Mr Goff said that otherwise there was a risk that the peace monitors would be seen as a permanent deterrence to fresh violence and a "security blanket" against the failure of efforts to progress peace.

Under a 1997 peace treaty, the 2,500-strong peace-monitoring group comprising troops from New Zealand, Australia, Fiji and Vanuatu was stationed on Bougainville.

New Zealand has reduced to its commitment to a handful of its own peacekeepers, but it funds the Fiji and Vanuatu soldiers.
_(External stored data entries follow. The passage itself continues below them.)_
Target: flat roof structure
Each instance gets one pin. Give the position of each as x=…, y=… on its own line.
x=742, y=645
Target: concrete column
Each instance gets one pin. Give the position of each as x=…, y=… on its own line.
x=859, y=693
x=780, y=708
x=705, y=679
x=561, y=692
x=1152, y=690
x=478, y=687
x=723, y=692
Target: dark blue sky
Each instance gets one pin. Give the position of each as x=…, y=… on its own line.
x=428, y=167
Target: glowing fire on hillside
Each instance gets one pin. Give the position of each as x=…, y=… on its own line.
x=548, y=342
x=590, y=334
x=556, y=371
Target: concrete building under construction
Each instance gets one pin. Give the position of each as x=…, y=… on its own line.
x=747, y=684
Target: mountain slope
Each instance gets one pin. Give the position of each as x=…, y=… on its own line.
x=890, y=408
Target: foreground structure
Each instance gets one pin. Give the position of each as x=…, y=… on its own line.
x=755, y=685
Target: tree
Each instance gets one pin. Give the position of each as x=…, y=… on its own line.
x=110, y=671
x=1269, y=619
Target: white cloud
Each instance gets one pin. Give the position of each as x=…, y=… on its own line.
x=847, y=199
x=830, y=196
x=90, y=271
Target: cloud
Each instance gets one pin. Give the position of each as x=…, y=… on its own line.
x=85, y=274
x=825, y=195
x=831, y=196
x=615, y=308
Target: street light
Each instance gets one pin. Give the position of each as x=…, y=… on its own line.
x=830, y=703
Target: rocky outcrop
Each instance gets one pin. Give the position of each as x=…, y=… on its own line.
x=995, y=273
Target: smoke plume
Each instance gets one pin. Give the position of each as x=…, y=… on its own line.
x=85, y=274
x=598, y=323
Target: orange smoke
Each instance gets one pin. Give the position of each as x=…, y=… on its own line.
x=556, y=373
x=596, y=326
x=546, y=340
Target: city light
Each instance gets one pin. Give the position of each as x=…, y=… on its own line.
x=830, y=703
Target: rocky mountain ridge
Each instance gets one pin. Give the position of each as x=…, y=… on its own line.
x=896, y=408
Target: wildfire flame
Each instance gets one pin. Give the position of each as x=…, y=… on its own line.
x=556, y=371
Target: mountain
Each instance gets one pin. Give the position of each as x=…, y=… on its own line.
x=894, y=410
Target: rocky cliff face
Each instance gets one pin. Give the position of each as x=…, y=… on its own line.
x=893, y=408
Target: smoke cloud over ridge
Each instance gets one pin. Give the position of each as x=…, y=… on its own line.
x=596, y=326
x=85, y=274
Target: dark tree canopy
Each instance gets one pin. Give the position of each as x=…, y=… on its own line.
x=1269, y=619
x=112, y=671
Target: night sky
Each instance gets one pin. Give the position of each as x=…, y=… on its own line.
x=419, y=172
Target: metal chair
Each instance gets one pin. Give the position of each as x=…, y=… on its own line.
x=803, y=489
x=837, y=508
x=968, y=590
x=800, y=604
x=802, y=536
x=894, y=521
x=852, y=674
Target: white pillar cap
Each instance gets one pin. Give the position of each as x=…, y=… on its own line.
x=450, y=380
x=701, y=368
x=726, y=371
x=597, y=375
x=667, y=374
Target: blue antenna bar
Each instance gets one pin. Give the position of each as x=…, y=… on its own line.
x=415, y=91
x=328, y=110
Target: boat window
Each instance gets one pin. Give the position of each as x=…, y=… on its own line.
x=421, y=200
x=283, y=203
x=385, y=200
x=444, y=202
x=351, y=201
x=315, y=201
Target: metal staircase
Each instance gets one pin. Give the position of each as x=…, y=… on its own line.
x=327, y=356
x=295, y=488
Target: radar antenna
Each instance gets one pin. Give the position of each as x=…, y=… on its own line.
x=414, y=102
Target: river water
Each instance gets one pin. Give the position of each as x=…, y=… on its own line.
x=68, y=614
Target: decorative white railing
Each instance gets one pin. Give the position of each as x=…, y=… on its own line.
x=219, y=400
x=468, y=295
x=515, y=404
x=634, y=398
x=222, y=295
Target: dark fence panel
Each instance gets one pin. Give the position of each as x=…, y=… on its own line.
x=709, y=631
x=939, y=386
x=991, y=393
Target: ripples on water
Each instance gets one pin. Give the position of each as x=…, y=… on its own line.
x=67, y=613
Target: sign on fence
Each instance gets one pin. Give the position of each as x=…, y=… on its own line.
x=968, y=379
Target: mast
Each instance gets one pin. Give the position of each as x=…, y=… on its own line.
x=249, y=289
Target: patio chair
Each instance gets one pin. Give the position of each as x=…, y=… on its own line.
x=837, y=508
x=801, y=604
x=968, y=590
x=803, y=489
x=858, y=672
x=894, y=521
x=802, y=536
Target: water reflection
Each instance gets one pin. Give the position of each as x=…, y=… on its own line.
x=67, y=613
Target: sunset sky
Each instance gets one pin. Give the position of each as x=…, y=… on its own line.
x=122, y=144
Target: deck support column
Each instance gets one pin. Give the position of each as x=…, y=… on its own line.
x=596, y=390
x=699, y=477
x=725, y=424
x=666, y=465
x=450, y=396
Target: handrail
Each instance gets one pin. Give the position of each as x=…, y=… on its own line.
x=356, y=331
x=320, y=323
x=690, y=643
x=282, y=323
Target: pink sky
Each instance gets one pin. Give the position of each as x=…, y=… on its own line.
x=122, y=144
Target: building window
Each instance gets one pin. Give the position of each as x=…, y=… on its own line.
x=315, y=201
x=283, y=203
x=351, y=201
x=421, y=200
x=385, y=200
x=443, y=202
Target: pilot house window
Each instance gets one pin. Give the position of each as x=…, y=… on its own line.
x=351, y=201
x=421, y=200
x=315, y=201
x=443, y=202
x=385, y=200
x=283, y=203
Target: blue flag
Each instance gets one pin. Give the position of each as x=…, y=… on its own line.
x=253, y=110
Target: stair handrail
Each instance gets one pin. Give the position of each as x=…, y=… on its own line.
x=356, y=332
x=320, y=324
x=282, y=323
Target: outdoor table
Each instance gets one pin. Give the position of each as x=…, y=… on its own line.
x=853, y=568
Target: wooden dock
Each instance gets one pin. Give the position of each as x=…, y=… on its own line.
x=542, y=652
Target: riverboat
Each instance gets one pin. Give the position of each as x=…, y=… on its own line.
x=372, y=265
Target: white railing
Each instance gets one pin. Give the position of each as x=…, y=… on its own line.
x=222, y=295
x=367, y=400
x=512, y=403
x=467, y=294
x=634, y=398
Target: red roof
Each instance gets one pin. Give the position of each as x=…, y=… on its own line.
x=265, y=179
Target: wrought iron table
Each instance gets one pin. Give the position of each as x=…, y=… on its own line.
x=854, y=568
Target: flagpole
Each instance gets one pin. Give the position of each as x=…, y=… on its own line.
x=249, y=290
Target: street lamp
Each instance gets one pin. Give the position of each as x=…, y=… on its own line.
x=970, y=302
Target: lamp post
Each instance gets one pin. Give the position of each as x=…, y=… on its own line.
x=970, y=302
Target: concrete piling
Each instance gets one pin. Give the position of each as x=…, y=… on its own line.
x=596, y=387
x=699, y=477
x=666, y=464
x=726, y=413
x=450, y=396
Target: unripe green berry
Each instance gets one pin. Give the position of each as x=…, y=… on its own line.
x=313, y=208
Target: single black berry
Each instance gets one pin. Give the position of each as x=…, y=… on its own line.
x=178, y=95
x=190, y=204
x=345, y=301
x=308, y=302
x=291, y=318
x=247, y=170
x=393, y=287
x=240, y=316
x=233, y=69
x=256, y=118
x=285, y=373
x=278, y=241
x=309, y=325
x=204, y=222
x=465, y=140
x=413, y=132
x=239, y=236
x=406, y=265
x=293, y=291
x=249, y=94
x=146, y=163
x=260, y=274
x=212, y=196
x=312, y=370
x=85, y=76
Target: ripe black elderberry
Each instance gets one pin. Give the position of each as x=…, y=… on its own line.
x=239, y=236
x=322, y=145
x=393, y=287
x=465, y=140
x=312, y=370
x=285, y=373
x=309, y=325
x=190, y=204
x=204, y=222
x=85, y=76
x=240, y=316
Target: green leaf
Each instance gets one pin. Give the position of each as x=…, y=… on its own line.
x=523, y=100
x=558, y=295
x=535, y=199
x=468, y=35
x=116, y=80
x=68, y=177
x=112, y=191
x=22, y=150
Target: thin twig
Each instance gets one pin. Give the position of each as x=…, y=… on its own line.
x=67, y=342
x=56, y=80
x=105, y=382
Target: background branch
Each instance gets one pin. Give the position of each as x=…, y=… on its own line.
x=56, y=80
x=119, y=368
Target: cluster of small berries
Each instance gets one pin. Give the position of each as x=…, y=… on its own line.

New Zealand also has civilians on Bougainville helping in rebuilding the island's infrastructure.

The mission was supposed to end on Jan 31 last year, but peace talks failed to progress as hoped.

The latest talks collapsed last Thursday after Bougainville leaders rejected the Government's proposal for autonomy, warning that the offer of an interim island government would postpone talks and could spark a return to war. More talks are scheduled next week.

Mr Goff said the PNG Government and Bougainville leaders needed to find a way forward.

"It's important that the parties in the discussions know they have to move those talks forward and not simply rely on there being a peace monitoring that can keep the two parties apart if the political discussions fail," he said.

Australian Foreign Minister Alexander Downer suggested last week that it was time thought be given to winding down the peace-monitoring operation.

Mr Goff indicated that was New Zealand's desire also. He said a meeting with the commander of the peace monitors in Bougainville on Monday suggested their usefulness was nearing an end.

"It's fair to say that (the commander) did not feel there was a lot more the peace-monitoring group could do," he said.

"They had achieved a ceasefire ... and there was not the threat on the ground, at the present time, of any renewal of fighting.

"They feel they've fulfilled what they set out to do."

New Zealand and Australia were training a new civilian police force for Bougainville, and one possibility was to phase out the peace monitors as the new police force was phased in.

But Mr Goff said no decision would be taken without consultation with Bougainville and PNG, while New Zealand had no intention of precipitating a withdrawal. It would act in concert with the other peace-monitoring partners.

Meanwhile, Mr Goff told reporters after a meeting with Foreign Minister Sir John Kaputin that the talks were frank on a number of issues, and Bougainville was one of the main issues discussed.

While pledging his government's continued support to PNG, he said: "We have not come here to dictate but to provide the New Zealand Government's support.

Sir John said after the meeting that the discussions covered many areas and the most important topic of great concern was Bougainville.

Sir John gratefully acknowledged the continued support of the New Zealand government to the search for peace on Bougainville.

"They, like us, would like to see a lasting political settlement," he said.

On the question of the PMG, Sir John said the government would like to see Bougainville leaders consulted on the issue.

Sir John said New Zealand had also agreed to continue technical assistance to the PNG Defence Force under which New Zealand would continue to provide support in areas of training both domestically and overseas.

The two foreign ministers also discussed issues affecting the region, including the situation in East Timor and Solomon Islands.

Mr Goff also held talks with Bougainville Affairs Minister Sir Michael Somare, Planning Minister Moi Avei and Defence Minister Muki Taranupi. He also paid courtesy calls on Prime Minister Sir Mekere Morauta.